One is the weird historical association between Christianity and Rome (and its successors). Even Augustine used to oppose violence in debates within the Church, until he saw how incredibly expedient the Emperor's sword was in suppressing the Donatists. (See Augustine's lengthy letter with the mental gymnastics: https://www.newadvent.org/fathers/1102093.htm Also, a quick wikipedia primer on the subject: https://en.wikipedia.org/wiki/Rogatists)
The other concerns two historical events on April 12, 1204 and 1638. The first one is the sack of Constantinople, a messed up result of the incredibly politicized religious situation.
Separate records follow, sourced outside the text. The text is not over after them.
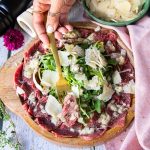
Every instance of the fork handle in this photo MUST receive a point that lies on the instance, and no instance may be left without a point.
(55, 53)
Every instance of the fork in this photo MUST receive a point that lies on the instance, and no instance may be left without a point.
(62, 86)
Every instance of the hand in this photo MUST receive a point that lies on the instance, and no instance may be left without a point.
(56, 12)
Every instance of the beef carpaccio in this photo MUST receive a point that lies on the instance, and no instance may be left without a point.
(101, 77)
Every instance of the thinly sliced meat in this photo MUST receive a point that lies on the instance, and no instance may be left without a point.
(120, 121)
(45, 123)
(128, 75)
(63, 130)
(122, 98)
(94, 135)
(36, 47)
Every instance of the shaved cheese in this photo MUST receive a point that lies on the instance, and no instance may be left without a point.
(75, 90)
(93, 58)
(19, 90)
(69, 47)
(77, 50)
(92, 84)
(129, 88)
(80, 77)
(53, 107)
(75, 68)
(38, 86)
(116, 77)
(107, 93)
(49, 78)
(63, 56)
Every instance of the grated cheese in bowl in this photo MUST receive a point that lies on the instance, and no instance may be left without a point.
(115, 10)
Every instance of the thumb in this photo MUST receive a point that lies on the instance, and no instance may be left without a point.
(53, 15)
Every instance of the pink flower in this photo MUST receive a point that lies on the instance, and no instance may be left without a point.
(13, 39)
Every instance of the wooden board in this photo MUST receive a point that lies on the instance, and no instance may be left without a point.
(12, 101)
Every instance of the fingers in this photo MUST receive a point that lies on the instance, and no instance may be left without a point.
(62, 30)
(38, 19)
(54, 14)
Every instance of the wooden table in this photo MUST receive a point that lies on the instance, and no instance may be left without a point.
(29, 139)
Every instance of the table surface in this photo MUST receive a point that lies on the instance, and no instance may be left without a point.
(28, 138)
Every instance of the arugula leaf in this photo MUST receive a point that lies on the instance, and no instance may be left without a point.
(70, 77)
(53, 92)
(84, 45)
(100, 46)
(47, 62)
(112, 62)
(98, 106)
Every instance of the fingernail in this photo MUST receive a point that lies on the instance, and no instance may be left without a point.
(50, 29)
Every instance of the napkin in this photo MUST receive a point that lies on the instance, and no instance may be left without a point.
(138, 136)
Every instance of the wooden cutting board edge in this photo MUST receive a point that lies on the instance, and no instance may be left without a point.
(12, 101)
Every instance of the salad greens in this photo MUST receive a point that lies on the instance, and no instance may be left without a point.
(47, 62)
(88, 98)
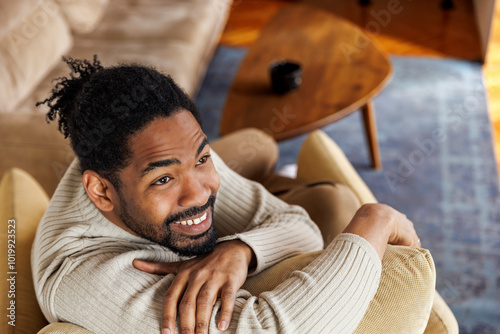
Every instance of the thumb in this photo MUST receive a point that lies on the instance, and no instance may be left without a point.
(159, 268)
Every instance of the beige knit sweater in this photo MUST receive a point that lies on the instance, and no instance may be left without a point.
(83, 273)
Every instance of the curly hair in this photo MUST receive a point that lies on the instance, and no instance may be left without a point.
(99, 109)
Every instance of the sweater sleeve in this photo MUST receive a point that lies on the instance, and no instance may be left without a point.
(274, 230)
(102, 292)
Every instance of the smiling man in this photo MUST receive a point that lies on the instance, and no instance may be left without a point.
(150, 231)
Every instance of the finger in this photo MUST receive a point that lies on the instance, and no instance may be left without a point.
(228, 297)
(171, 301)
(204, 306)
(159, 268)
(187, 307)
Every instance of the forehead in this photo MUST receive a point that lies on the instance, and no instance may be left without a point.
(166, 136)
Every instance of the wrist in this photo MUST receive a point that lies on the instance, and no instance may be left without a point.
(246, 251)
(374, 225)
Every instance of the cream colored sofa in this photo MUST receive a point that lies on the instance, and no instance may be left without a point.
(177, 37)
(408, 278)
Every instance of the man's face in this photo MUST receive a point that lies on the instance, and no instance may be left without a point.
(168, 190)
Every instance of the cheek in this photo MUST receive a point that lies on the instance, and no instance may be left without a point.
(160, 207)
(213, 180)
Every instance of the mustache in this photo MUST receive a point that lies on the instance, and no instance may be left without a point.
(190, 212)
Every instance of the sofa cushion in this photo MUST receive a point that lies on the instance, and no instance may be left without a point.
(12, 12)
(83, 15)
(176, 37)
(22, 204)
(320, 158)
(29, 51)
(28, 142)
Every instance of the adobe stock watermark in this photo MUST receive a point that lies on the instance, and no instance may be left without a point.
(456, 118)
(380, 19)
(11, 272)
(31, 25)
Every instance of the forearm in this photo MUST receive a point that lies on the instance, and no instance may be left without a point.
(380, 225)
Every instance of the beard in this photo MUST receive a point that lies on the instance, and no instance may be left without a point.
(163, 234)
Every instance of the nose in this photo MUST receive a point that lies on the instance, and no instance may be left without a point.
(194, 192)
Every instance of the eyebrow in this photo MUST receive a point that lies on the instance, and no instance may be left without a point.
(168, 162)
(201, 147)
(162, 163)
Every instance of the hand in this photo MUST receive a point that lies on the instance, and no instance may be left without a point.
(199, 282)
(380, 224)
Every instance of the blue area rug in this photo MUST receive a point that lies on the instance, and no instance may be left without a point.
(438, 168)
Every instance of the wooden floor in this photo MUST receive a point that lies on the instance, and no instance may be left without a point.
(413, 28)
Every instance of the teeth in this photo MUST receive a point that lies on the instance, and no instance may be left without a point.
(195, 221)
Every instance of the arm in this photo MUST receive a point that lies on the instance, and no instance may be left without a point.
(105, 294)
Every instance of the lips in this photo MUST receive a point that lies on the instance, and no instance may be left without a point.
(195, 221)
(195, 225)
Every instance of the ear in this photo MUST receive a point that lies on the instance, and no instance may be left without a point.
(100, 191)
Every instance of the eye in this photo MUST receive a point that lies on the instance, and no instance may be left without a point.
(162, 180)
(203, 159)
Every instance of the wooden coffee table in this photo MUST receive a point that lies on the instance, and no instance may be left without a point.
(342, 71)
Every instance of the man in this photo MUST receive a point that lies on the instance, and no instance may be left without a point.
(146, 195)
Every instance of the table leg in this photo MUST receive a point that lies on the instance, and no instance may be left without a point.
(371, 133)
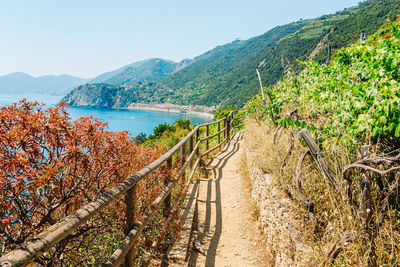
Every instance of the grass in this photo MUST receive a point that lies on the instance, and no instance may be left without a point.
(335, 215)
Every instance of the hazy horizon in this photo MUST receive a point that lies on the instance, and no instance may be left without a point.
(85, 39)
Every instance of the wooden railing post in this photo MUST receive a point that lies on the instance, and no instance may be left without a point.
(190, 151)
(219, 135)
(167, 201)
(131, 208)
(207, 134)
(225, 129)
(228, 127)
(182, 153)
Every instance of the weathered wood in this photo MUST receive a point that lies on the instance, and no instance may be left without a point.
(219, 132)
(228, 128)
(59, 231)
(182, 160)
(197, 141)
(212, 136)
(167, 201)
(317, 156)
(211, 123)
(130, 239)
(225, 128)
(207, 134)
(191, 150)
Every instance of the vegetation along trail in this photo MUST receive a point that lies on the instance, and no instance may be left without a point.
(226, 233)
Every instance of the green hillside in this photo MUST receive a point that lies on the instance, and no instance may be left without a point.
(350, 103)
(152, 70)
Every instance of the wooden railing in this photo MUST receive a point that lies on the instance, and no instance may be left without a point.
(125, 253)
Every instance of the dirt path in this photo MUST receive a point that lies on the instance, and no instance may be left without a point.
(226, 230)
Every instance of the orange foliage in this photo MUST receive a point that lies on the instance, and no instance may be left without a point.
(50, 167)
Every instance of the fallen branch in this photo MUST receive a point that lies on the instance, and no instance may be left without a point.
(335, 250)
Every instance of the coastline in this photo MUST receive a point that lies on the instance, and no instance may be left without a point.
(198, 111)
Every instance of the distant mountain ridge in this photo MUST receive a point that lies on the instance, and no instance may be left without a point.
(19, 82)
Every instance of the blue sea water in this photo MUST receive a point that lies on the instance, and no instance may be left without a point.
(118, 119)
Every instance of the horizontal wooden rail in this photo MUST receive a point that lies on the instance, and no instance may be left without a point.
(212, 136)
(211, 123)
(59, 231)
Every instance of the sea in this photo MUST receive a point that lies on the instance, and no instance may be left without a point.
(133, 121)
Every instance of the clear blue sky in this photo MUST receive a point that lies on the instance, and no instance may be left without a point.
(88, 37)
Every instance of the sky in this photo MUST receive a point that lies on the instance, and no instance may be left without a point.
(88, 37)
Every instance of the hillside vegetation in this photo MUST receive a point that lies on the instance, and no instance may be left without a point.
(225, 76)
(353, 216)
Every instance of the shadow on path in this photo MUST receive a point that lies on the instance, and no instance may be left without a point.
(216, 165)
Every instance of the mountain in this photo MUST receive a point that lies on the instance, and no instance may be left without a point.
(19, 82)
(149, 70)
(225, 75)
The witless crusaders were first duped into a crusade to Egypt (by saying they were going to Jerusalem) and then duped into supporting a pretender to the Emperor's throne (didn't end well). The other historical event is the fall of the outer defenses of the Christian Shimabara rebels' "castle".
Both of the events display the incredible danger that arises from allying with the Emperors of the world when your religion is about a liberating message. "All they that take the sword shall perish with the sword."
I'm having trouble parsing out the argument for freedom of speech in atheistic ethics, though. Just because a group of primates has found arguments and disagreement to be expedient, doesn't seem to make it into moral action. In a world of arbitrary values, why should the alleviation of human suffering be prioritized over the sacred cow of consensus?